Rothbard's study went beyond issues of employee depletion at home and at work, however. As she began her work at Michigan, Rothbard was struck by the near-total lack of research on the benefits an individual's personal life might bring to their work. She saw this as a critical oversight and tackled the issue in her study. "The work/family literature really only talked about the depletion issue – about the phenomenon of something negative happening to you and that it drains you and makes you less able to focus on your other role because you're busy coping, whether it be work or family. I think this is only part of the story." Rothbard found support for this argument in sociological research, which suggested that multiple roles are actually beneficial to many people.

"We all have positive, uplifting moments in our work lives and our personal lives. We bring those to our work and our homes, and they make us happy and open and available. They give us energy and help us engage and create," she says.

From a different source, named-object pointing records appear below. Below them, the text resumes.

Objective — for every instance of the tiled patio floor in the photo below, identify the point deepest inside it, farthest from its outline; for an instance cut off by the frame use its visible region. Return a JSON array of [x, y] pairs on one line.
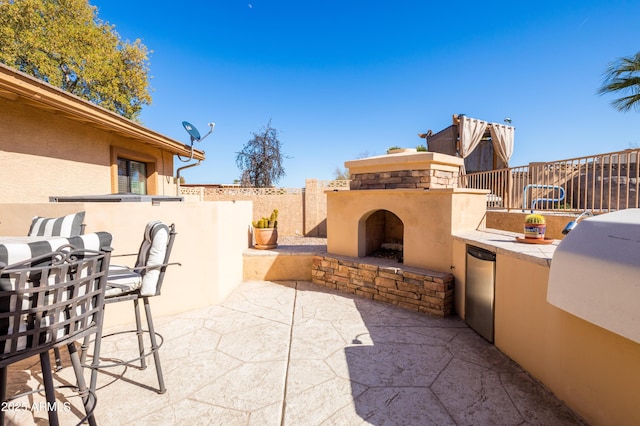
[[294, 353]]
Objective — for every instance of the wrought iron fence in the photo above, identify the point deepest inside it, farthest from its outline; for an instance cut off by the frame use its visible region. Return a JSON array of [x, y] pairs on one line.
[[601, 183]]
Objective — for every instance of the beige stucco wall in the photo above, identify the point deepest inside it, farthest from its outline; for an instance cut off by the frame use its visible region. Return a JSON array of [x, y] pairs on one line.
[[211, 239], [594, 371], [302, 211], [44, 154], [429, 218]]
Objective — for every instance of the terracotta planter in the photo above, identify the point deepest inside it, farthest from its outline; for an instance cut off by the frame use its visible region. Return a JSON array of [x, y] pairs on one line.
[[535, 231], [266, 238]]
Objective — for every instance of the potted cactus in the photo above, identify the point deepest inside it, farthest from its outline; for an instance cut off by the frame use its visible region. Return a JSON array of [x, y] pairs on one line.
[[265, 231], [534, 226]]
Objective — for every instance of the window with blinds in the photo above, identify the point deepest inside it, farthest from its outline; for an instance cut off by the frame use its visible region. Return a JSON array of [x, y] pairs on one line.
[[132, 177]]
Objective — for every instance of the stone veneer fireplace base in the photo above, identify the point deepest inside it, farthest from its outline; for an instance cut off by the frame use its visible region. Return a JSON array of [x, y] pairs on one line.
[[416, 289]]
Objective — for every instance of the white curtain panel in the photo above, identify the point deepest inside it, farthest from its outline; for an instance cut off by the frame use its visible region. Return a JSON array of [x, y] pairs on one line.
[[502, 141], [471, 131]]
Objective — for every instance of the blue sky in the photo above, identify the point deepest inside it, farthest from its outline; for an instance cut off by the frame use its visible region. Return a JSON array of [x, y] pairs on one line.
[[339, 79]]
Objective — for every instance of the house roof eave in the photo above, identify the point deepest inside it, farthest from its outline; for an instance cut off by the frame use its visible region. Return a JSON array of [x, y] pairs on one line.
[[18, 86]]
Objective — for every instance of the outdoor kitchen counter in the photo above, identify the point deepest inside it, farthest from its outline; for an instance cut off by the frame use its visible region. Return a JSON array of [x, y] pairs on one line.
[[504, 242]]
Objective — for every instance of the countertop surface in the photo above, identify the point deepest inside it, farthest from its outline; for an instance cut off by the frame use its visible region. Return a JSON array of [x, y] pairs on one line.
[[505, 242]]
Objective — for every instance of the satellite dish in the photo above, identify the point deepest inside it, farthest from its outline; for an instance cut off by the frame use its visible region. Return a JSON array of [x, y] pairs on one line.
[[195, 135], [191, 129]]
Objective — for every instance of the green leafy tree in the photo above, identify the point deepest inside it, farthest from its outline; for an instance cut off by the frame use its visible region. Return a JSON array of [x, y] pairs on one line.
[[623, 76], [260, 160], [64, 43]]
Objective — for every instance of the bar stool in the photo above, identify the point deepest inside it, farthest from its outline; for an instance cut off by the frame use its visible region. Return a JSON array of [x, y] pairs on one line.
[[47, 302]]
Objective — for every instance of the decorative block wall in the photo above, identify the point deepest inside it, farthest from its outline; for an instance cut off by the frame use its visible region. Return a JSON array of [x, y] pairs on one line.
[[426, 179], [416, 289]]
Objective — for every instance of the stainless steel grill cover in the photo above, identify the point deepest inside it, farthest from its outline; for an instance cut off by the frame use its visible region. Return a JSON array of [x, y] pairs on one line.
[[595, 272]]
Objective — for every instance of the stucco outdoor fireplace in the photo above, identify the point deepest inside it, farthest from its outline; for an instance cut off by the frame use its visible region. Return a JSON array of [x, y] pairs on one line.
[[405, 206]]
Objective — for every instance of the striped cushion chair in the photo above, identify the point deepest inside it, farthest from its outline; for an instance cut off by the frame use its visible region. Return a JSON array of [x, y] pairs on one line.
[[70, 225], [142, 281], [51, 294]]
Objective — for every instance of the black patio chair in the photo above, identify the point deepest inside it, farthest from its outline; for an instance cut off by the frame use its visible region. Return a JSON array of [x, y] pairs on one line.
[[140, 282], [47, 302]]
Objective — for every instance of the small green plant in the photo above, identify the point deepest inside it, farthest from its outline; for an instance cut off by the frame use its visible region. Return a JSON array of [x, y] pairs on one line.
[[535, 219], [267, 222]]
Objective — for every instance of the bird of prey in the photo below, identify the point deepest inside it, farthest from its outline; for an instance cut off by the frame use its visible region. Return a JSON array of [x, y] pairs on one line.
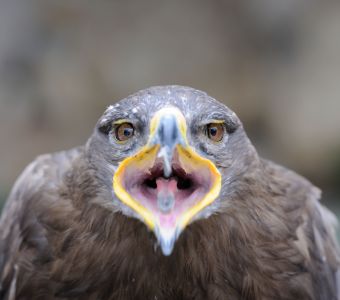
[[168, 199]]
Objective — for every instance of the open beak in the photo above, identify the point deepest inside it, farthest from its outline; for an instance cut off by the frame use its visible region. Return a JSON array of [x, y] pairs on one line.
[[167, 183]]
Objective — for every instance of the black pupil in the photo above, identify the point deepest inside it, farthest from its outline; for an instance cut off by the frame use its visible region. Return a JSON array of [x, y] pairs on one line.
[[213, 131], [127, 131]]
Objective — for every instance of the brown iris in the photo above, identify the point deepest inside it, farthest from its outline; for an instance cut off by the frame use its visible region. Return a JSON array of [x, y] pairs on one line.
[[124, 132], [215, 131]]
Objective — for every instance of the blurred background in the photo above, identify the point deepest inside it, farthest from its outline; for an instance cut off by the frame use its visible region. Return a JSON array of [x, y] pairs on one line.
[[275, 63]]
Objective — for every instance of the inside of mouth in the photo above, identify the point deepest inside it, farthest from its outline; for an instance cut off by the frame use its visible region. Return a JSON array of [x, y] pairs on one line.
[[167, 197]]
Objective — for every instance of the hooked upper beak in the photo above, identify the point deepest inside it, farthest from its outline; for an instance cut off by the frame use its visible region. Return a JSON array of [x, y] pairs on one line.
[[167, 183]]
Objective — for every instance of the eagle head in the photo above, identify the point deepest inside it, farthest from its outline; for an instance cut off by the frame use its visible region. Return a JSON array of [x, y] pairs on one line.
[[169, 154]]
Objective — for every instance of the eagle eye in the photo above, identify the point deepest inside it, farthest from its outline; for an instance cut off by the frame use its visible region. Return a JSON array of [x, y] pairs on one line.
[[124, 131], [215, 131]]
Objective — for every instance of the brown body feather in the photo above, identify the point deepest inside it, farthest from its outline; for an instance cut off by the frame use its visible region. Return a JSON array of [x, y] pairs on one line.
[[64, 234], [58, 243]]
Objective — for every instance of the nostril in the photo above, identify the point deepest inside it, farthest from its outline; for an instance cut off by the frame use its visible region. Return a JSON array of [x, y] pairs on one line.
[[151, 183], [184, 184]]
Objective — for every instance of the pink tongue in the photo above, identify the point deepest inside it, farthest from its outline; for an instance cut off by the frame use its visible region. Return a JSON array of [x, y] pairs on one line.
[[166, 197]]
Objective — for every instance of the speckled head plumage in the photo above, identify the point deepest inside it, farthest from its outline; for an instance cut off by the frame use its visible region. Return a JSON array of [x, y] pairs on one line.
[[230, 155]]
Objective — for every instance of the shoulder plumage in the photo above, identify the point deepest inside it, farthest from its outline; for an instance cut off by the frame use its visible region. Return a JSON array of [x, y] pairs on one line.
[[18, 224]]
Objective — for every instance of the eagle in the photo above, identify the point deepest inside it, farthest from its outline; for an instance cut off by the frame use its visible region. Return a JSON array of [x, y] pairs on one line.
[[168, 199]]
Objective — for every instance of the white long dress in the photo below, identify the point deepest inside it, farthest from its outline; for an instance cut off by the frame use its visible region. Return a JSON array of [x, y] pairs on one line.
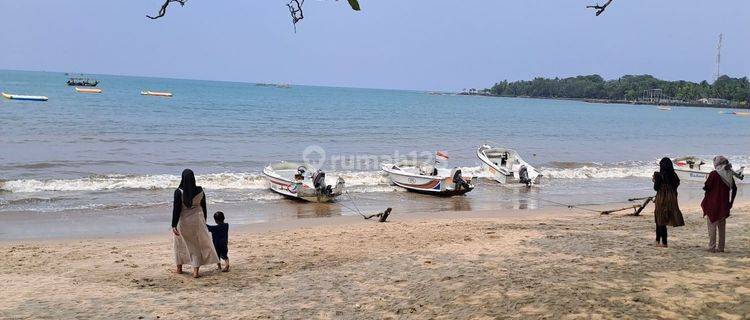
[[193, 246]]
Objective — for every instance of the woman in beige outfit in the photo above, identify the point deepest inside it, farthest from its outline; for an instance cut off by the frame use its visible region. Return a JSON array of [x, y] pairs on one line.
[[192, 242]]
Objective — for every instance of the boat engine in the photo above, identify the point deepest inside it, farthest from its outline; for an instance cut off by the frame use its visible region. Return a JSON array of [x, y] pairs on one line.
[[319, 182], [458, 180], [523, 176]]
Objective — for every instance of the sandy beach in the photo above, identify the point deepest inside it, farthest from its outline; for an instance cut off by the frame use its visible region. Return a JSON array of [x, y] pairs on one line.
[[483, 265]]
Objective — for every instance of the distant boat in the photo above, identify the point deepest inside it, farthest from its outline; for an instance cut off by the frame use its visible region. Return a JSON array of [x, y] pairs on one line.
[[156, 94], [88, 90], [506, 166], [22, 97], [82, 82], [696, 169], [301, 181], [277, 85]]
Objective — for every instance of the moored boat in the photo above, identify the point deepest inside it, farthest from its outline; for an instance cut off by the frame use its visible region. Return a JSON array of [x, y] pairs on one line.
[[156, 93], [88, 90], [300, 181], [82, 82], [24, 97], [506, 166], [697, 169], [428, 179]]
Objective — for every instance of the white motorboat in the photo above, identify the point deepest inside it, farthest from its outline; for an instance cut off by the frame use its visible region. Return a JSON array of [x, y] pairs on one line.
[[429, 179], [506, 166], [300, 181], [697, 169]]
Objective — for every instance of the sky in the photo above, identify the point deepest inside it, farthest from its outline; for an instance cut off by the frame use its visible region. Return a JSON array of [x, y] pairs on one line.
[[397, 44]]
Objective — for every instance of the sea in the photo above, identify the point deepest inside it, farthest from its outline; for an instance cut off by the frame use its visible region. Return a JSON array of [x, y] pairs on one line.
[[120, 154]]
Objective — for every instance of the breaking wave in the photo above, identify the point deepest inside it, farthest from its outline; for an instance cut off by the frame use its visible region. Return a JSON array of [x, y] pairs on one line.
[[215, 181], [569, 170], [356, 181]]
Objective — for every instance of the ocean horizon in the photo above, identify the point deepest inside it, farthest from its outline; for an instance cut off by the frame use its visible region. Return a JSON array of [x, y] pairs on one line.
[[119, 151]]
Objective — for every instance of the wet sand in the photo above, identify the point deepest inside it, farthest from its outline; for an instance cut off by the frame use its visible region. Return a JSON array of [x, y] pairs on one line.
[[551, 263]]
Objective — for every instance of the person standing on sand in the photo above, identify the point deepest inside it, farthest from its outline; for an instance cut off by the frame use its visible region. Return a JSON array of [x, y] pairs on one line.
[[717, 202], [667, 211], [192, 243]]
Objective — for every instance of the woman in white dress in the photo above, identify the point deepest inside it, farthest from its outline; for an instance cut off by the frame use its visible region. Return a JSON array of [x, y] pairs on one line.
[[192, 242]]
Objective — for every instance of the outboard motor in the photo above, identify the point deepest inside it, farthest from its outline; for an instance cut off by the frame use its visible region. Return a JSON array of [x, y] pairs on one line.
[[523, 176], [459, 180], [319, 182], [300, 175]]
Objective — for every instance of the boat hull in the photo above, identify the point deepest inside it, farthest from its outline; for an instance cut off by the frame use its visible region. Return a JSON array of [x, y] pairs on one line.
[[692, 175], [697, 169], [505, 175], [300, 191], [432, 185]]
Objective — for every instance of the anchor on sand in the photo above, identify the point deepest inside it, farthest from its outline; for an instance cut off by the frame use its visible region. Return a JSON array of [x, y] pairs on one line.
[[637, 209]]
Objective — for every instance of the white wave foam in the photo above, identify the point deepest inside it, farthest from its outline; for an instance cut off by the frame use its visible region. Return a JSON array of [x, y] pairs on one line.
[[149, 182], [215, 181], [634, 170]]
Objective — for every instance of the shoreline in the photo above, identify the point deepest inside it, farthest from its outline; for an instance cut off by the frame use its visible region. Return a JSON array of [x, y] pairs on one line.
[[623, 102], [553, 264]]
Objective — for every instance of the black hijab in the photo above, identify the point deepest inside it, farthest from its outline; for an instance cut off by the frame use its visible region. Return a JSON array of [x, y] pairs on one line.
[[666, 169], [189, 190]]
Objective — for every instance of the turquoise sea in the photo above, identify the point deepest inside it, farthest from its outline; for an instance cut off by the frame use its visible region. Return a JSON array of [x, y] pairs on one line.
[[120, 152]]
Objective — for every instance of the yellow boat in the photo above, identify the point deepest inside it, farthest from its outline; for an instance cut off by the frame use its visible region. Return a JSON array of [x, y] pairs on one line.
[[88, 90], [156, 93]]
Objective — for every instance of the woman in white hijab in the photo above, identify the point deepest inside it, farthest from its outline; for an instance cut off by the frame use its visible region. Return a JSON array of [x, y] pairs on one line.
[[718, 202]]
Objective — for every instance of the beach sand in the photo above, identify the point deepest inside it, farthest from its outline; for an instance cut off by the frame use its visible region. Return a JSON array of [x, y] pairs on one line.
[[482, 265]]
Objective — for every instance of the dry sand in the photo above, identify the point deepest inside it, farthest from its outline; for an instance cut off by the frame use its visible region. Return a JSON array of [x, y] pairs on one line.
[[561, 265]]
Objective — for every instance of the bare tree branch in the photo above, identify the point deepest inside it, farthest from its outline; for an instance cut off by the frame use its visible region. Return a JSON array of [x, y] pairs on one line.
[[599, 9], [295, 9], [163, 9]]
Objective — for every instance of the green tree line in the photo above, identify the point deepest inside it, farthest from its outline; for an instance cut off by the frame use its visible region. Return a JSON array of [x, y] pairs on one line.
[[629, 87]]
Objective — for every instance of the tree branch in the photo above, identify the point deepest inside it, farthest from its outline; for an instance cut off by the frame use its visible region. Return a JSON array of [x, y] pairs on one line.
[[163, 9], [599, 9], [295, 9]]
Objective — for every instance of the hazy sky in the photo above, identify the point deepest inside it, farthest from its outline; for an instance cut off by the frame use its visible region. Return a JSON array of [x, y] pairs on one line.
[[408, 44]]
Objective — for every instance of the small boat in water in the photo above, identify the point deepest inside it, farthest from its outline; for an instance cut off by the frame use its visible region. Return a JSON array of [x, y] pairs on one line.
[[428, 179], [82, 82], [697, 169], [506, 166], [156, 93], [300, 181], [88, 90], [23, 97]]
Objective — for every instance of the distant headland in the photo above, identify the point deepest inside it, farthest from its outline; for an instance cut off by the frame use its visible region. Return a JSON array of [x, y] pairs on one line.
[[725, 92]]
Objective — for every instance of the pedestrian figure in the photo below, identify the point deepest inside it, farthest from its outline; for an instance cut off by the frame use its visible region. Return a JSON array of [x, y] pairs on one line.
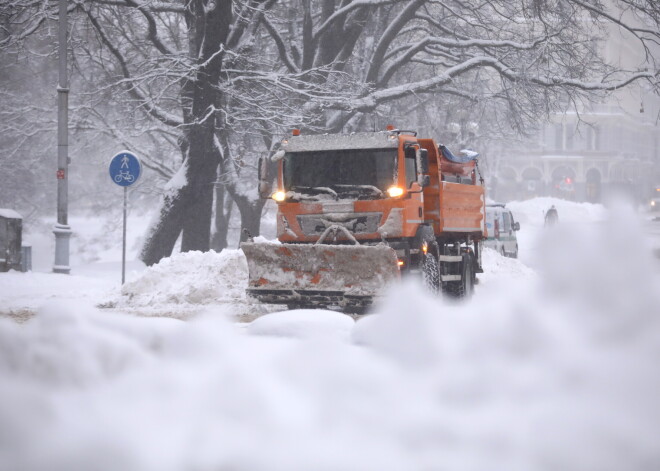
[[551, 217]]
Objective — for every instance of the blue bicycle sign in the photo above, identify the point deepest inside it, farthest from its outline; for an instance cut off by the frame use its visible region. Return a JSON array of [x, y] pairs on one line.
[[125, 168]]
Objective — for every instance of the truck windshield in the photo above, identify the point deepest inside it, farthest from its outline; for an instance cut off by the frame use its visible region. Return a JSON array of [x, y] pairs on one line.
[[366, 171]]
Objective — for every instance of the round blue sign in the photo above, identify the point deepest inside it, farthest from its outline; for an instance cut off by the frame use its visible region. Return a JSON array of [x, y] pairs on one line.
[[125, 168]]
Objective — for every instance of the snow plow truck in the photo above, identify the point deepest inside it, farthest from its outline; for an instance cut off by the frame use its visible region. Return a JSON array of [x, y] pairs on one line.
[[356, 212]]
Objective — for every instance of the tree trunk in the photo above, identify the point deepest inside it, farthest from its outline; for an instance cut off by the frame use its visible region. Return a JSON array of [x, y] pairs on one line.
[[250, 213], [164, 234], [191, 208], [223, 210]]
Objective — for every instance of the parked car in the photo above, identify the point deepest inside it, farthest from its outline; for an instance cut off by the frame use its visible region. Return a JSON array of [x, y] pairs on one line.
[[501, 229]]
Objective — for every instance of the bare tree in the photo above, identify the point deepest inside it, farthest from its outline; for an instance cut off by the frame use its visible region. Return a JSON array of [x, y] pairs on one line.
[[218, 80]]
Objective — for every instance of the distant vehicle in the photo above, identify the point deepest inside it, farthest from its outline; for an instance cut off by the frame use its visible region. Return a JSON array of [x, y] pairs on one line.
[[501, 230]]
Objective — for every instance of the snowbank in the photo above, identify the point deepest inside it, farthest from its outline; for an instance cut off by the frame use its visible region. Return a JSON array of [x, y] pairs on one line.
[[188, 280], [550, 372]]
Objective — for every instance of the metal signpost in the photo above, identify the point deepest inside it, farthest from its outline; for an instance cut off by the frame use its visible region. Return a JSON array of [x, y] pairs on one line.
[[125, 170], [62, 230]]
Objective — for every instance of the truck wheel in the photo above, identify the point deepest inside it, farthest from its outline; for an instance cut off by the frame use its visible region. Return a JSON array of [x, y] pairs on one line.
[[431, 273], [464, 287]]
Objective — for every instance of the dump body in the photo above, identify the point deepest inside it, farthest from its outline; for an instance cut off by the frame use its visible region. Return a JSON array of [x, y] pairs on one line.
[[355, 211]]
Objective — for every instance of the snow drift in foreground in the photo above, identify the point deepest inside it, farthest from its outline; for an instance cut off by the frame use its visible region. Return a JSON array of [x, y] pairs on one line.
[[550, 372]]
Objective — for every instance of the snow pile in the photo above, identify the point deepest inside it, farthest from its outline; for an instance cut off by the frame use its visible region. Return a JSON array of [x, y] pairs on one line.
[[188, 279], [303, 324], [550, 372], [17, 290]]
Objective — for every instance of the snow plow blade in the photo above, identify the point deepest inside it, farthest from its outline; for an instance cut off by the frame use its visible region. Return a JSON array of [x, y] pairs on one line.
[[307, 275]]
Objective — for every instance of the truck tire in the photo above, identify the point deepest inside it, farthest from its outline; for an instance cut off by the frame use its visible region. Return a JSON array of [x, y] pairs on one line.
[[431, 273], [464, 287]]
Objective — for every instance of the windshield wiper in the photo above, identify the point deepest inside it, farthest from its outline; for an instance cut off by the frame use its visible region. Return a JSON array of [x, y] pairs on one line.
[[371, 188]]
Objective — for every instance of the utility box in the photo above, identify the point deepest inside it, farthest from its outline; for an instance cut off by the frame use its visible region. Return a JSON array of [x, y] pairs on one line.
[[11, 233]]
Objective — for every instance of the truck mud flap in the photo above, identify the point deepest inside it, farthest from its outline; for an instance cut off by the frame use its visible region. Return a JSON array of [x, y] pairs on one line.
[[319, 275]]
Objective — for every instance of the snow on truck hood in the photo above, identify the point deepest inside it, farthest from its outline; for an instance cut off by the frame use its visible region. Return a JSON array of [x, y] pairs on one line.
[[360, 140]]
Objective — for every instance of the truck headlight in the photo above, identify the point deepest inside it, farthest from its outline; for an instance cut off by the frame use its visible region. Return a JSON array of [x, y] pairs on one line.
[[394, 191]]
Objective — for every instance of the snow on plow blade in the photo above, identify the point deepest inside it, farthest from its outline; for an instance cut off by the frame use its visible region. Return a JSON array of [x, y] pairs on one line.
[[321, 274]]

Rothbard's study found both men and women experience this enrichment, though not in the same way. Men's positive work-related emotions spill over and enhance their family engagement, while women experience enrichment through positive family-related emotions enhancing their work involvement. "These findings contradict the dominant paradigm that assumes work and family roles are only depleting to one another," she says, adding that she was somewhat surprised by the magnitude of the gender differences throughout her study.

All in all, Rothbard's study makes some important contributions to work/family research, she believes. Her findings point to the importance of investigating both depletion and enrichment aspects of work and family, as well as pinpointing an emotion-based process by which engagement in one role relates to engagement in another role. "Assumptions about taking on many roles abound, suggesting that tradeoffs must be made between roles to achieve success in either," she says. "This study provides a strong counterpoint to this view by revealing the potential for enrichment. For organizations, far from confirming fears that family life is achieved at the expense of work, this work suggests that, for men, family does not affect work engagement, and for women, family enhances work focus. Rather than trying to limit family commitments and participation in other roles, organizations may do well to encourage these activities, because people often gain energy from them."